Les violences dénoncées dans le livre de Mélanie Dechalotte renvoient-elle à une vérité ? (confère son interview publiée le 9/11/2017 : http://bit.ly/2mwy5fN)
Il y a certes un livre noir mais aussi beaucoup de livres roses. En fait, je ne vois qu’une attention grandissante de la part des équipes (sages-femmes, infirmières, médecins) dont la féminisation est grande) à la personnalité de la future maman et à l’équilibre du couple. En vérité, c’est la mise en situation qui change les comportements. Combien de femmes contre l’IVG ont changé d’avis lorsqu’elles sont tombées enceintes. La dimension temporelle est ici essentielle. Prendre du temps permet de résoudre des conflits, des incompréhensions. Bien sûr, tout n’a pas été parfait lorsque j’ai été chef de service. Mais nous avons mis en place des groupes Balint, et nous avons recruté des psychologues, des psychanalystes afin de nous aider à dénouer des crises. Pour être honnête, je n’avais pas vu venir ce phénomène de remise en cause de la pilule et de dénonciation systématique de cas de maltraitances. C’est aussi une affaire de balancier.
Comment expliquer ce phénomène ?
En fait, la médecine fait peur. Le processus est assez récent. Comment le comprendre ? Notre société tend vers un modèle hédoniste où domine le slogan : « Il faut être bien tout de suite. » Pour être plus précis, c‘est la maladie que les Français redoutent. Ce qui les conduit à refouler tout ce qui leur évoque la souffrance, voire la mort. D’autre part, les professionnels de santé ont commis des erreurs. En pratique, il faut toujours peser les risques. Si l’on prend l’exemple de la fécondation in vitro, la procédure médicale n’est pas exempte de dangers. En a-t-on vraiment besoin ? Avant chaque décision, il est nécessaire de peser risque contre risque. Et d’éliminer toute influence, celles exercées par l’industrie pharmaceutique, les pouvoirs publics, les médias dans la prise de décision. L’exercice se révèle d’autant plus difficile qu’avec la multiplication des réseaux sociaux et des moyens de communication toute parole est réputée fiable, quel que soit l’émetteur et sa crédibilité. Le médecin est demandé seulement parce qu’il y a une perturbation de la nature. Il renvoie ainsi aux difficultés rencontrées.
Comment les professionnels doivent-ils répondre à cette situation ?
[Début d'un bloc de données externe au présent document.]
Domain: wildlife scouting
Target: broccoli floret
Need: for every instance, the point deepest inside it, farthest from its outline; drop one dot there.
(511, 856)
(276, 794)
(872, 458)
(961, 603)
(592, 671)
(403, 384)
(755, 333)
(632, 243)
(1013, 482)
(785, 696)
Il faut rester objectif et plus scientifique, c’est-à-dire faire (comme cela est fait dans de nombreuses maternités) des audits de satisfaction anonymes. Les résultats réguliers permettent d’être à l’écoute, et non de recueillir qu’un seul vécu des choses, ce qui biaise la réalité (s’il faut en tenir compte). Il faut réaliser un vrai travail d’enquête, pas un déroulé d’une seule couleur. Ce qui nécessite un journalisme d’investigation sûrement, et de conviction.
Ce processus est-il observé dans d'autres pays ?
Je n’ai pas été dans tous les pays. En tout état de cause, il n’a pas la même ampleur ailleurs. Mais rappelons quelques chiffres qui illustrent la situation dans les pays en voie de développement. 500 000 femmes meurent par an des suites de leur grossesse. Les besoins sont là immenses et non encore satisfaits. J’espère voir un jour la diffusion à grande échelle d’un vaccin contre le paludisme. En France, nous sommes dans une société protégée où le reste à charge est relativement limité. Regardons ce qui se passe à nos frontières. En attendant, en Afrique par exemple, il faut plus de médecine. Cela ne signifie pas qu’il y aurait eu en Occident trop de médecine. Simplement j’appelle à une médecine qui soit mieux distribuée. Entre ceux qui bénéficient de toutes les innovations et les autres implantés dans les déserts médicaux ou les quartiers sensibles, les inégalités sont criantes. Il y a bien un problème de répartition de l’offre de soins. D’autant que la médecine change avec l’essor des maladies chroniques. Au final, nous avons en France une belle médecine même si elle doit évoluer.